Carole Freeman: UNSUNG

Page 11

“They [mob] moved closer and closer…Somebody started yelling…I tried to see a friendly face somewhere in the crowd - someone who maybe could help. I looked into the face of an old woman and it seemed a kind face, but when I looked at her again, she spat on me.” Elizabeth Eckford (b. 1941) was part of the “Little Rock Nine”, a group of black students chosen to attend Little Rock Central High School in Arkansas in 1957. Three years earlier, the Supreme Court had ruled segregation in public schools as unconstitutional with the case Brown v.
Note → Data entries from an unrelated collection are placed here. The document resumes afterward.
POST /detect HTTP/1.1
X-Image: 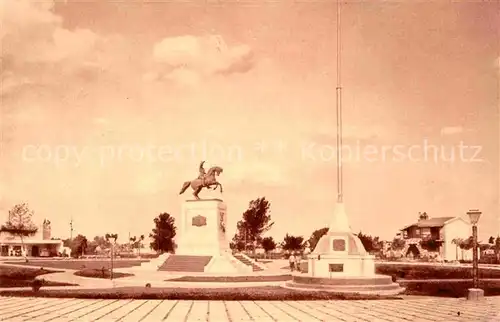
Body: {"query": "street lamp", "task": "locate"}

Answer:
[467,209,484,299]
[106,234,118,280]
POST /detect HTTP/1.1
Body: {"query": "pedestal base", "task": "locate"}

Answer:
[308,254,375,278]
[176,199,229,256]
[285,275,405,296]
[467,288,484,301]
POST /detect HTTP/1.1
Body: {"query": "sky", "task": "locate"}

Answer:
[0,0,500,240]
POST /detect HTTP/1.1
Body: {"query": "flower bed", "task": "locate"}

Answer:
[375,263,500,280]
[0,265,74,287]
[75,268,134,279]
[168,274,292,283]
[0,287,401,301]
[398,279,500,298]
[6,258,148,270]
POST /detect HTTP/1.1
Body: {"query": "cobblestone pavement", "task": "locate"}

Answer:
[0,297,500,322]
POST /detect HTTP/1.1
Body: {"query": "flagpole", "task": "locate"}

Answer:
[336,0,344,203]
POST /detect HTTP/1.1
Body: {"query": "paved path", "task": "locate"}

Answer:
[0,297,500,322]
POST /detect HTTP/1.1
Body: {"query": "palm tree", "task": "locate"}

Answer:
[0,203,38,262]
[418,211,429,220]
[451,238,464,261]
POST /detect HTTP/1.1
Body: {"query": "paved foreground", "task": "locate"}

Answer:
[0,297,500,322]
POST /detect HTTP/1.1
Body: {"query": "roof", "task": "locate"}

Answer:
[401,217,455,230]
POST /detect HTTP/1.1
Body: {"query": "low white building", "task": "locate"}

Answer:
[0,219,63,257]
[401,217,479,261]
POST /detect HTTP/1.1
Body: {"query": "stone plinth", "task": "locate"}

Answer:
[292,203,404,295]
[309,204,375,277]
[467,288,484,301]
[176,199,229,256]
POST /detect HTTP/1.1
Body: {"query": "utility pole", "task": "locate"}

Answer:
[335,1,344,203]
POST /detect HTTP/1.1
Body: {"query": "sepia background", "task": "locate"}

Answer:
[0,0,500,239]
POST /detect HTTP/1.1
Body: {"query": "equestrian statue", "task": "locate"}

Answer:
[179,161,223,200]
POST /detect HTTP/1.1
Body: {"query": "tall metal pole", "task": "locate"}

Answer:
[472,224,479,288]
[109,240,115,280]
[336,0,344,203]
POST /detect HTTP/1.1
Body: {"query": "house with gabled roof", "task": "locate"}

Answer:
[400,213,472,261]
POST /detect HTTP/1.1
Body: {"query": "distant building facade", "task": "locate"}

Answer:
[0,219,63,257]
[400,217,472,261]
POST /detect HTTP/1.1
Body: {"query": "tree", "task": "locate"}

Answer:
[149,212,177,253]
[418,211,429,220]
[281,234,304,252]
[308,227,328,251]
[391,238,406,250]
[262,237,276,255]
[130,235,144,255]
[0,203,38,261]
[451,238,464,260]
[93,236,111,251]
[229,239,245,252]
[495,236,500,264]
[70,235,88,258]
[420,238,443,252]
[232,197,274,253]
[358,232,381,253]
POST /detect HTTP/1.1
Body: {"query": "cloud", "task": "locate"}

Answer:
[227,161,289,185]
[441,126,464,136]
[144,35,254,85]
[0,0,103,96]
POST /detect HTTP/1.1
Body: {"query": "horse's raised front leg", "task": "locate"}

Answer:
[193,187,202,200]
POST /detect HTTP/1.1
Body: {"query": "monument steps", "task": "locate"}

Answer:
[233,254,263,272]
[158,255,212,272]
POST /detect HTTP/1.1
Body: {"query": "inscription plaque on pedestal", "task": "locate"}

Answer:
[332,239,345,252]
[191,215,207,227]
[328,264,344,273]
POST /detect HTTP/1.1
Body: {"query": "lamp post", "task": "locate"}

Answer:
[106,234,118,280]
[467,209,484,299]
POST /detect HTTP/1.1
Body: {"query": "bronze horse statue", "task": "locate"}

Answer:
[179,162,223,200]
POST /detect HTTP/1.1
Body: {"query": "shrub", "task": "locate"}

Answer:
[31,279,44,292]
[375,263,500,280]
[420,238,443,252]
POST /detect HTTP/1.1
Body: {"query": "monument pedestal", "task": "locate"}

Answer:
[286,203,404,295]
[176,199,229,256]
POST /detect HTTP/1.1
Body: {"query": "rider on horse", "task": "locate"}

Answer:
[198,161,207,185]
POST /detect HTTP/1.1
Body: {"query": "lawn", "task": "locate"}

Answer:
[0,287,401,301]
[375,263,500,280]
[6,259,149,270]
[168,274,292,283]
[0,265,74,287]
[75,268,134,279]
[398,279,500,298]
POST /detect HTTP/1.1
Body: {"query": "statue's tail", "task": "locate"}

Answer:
[179,181,191,195]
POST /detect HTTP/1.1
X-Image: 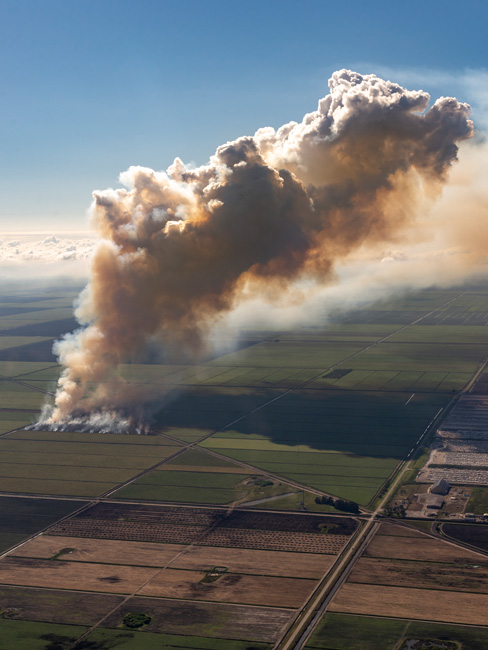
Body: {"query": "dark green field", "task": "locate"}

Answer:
[0,285,488,650]
[306,613,488,650]
[0,286,488,505]
[0,496,84,551]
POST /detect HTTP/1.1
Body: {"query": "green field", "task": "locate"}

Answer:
[113,470,295,505]
[0,619,88,650]
[0,286,488,505]
[82,628,271,650]
[0,496,84,551]
[0,431,180,497]
[306,613,488,650]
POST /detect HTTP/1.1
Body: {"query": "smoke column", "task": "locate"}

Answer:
[37,70,473,428]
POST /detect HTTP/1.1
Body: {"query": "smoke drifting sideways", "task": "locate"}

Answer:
[36,70,473,430]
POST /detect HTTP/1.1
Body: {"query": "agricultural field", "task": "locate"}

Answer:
[326,524,488,628]
[0,280,488,650]
[306,613,488,650]
[0,496,85,552]
[0,502,357,649]
[0,430,180,497]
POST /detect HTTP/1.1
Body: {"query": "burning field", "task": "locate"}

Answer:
[30,70,480,431]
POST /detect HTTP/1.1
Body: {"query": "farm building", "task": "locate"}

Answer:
[418,493,444,510]
[430,478,451,494]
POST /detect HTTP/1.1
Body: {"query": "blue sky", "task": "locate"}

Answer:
[0,0,488,232]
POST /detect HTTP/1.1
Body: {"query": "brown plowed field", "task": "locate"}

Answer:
[365,535,488,565]
[104,597,293,643]
[49,518,206,544]
[10,535,185,567]
[0,587,123,625]
[171,546,334,578]
[329,583,488,625]
[0,557,159,594]
[200,527,349,554]
[140,569,317,607]
[220,510,357,536]
[349,558,488,593]
[76,503,221,526]
[376,523,425,539]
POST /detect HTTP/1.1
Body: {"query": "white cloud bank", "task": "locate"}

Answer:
[0,233,97,276]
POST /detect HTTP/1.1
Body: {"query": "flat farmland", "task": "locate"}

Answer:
[209,339,368,370]
[0,585,123,624]
[113,469,251,504]
[0,361,60,379]
[104,597,293,647]
[139,569,317,608]
[0,497,85,551]
[82,628,271,650]
[330,583,488,625]
[200,390,440,505]
[49,504,357,554]
[0,556,159,594]
[171,546,334,578]
[0,431,183,496]
[306,612,488,650]
[349,558,488,593]
[0,620,86,650]
[365,534,488,565]
[153,387,282,442]
[0,379,46,408]
[9,534,185,568]
[10,534,333,578]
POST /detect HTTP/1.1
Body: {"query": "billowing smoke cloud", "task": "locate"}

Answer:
[36,70,473,426]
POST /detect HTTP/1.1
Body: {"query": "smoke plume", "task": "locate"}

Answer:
[39,70,473,426]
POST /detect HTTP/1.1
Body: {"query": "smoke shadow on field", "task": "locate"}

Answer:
[149,388,440,459]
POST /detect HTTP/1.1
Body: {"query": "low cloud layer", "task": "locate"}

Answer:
[0,234,96,266]
[33,70,484,427]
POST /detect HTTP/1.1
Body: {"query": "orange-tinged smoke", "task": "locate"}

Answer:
[36,70,473,427]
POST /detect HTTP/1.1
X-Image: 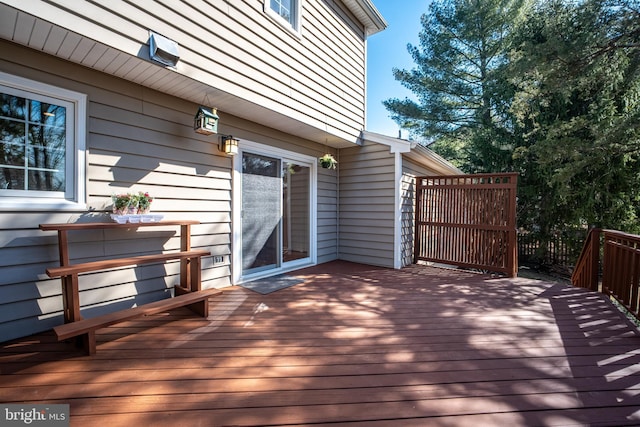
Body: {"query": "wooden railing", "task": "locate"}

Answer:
[571,228,602,291]
[571,229,640,319]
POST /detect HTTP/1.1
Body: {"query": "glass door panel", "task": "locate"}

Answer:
[282,162,311,263]
[242,153,282,275]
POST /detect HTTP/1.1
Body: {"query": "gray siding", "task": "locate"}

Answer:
[0,41,337,341]
[0,0,365,141]
[338,142,395,267]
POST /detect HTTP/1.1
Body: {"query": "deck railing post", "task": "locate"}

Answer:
[590,228,602,291]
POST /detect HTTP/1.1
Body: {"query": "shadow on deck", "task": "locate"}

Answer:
[0,262,640,427]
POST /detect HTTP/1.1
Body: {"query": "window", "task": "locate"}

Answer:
[0,73,86,209]
[266,0,300,32]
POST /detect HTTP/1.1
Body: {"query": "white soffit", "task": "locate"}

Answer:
[343,0,387,36]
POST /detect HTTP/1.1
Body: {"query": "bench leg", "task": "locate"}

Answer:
[76,331,96,356]
[186,298,209,318]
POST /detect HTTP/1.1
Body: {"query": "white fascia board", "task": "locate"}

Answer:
[343,0,388,36]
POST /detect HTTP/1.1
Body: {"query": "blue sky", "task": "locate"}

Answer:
[367,0,430,137]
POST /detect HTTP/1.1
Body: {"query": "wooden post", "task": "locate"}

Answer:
[589,228,602,291]
[180,224,193,290]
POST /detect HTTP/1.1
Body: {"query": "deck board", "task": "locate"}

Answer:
[0,262,640,427]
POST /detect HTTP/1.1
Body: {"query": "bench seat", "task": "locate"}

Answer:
[47,249,211,277]
[53,286,222,355]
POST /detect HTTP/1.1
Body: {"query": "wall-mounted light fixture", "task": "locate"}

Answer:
[218,135,238,156]
[193,106,220,135]
[149,31,180,67]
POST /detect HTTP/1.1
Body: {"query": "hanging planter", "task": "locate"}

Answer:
[318,153,338,169]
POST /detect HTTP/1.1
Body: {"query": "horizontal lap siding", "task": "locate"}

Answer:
[0,41,337,341]
[338,142,395,267]
[1,0,365,141]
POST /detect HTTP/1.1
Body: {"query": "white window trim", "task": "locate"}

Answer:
[0,71,87,211]
[263,0,302,38]
[232,139,318,284]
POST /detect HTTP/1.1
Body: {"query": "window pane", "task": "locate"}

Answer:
[0,168,24,190]
[0,93,26,120]
[0,94,67,192]
[242,153,281,274]
[282,162,311,262]
[29,101,67,125]
[29,126,66,169]
[29,170,65,191]
[0,119,25,146]
[0,144,24,167]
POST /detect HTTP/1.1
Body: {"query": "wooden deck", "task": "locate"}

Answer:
[0,262,640,427]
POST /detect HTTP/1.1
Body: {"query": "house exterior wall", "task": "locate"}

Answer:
[0,0,365,142]
[338,141,396,268]
[0,40,337,341]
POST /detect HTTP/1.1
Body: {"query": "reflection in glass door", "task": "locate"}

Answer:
[242,152,311,276]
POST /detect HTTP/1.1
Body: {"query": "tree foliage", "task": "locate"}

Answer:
[385,0,640,264]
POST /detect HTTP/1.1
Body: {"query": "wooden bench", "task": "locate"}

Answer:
[40,221,221,355]
[53,286,222,355]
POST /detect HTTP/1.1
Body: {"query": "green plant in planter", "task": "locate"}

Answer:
[134,191,153,213]
[111,194,131,215]
[318,153,338,169]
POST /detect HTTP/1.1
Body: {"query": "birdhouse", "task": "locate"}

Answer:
[193,106,219,135]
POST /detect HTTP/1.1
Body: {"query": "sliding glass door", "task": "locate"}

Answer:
[241,152,312,277]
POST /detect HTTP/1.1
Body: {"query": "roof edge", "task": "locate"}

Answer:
[342,0,388,36]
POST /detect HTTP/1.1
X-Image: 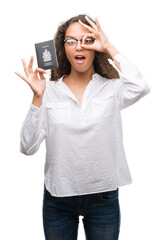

Board of Education of Topeka. The controversial ruling was met with immense opposition from the white population of Little Rock and its neighboring towns, which led to daily riots protesting Eckford’s attendance at the school. An Associated Press photographer captured an iconic image of Eckford on her first day of school walking alone with her books through a large crowd of protestors, seemingly unfazed by the threats of the mob. The Arkansas National Guardsmen stopped her at the door and she was chased away by the mob. President Eisenhower intervened later that month and the nine students were finally escorted into the school by members of the 101st Airborne. Today, Eckford is a symbol for the Civil Rights Movement and the inequalities that continue to plague the United States.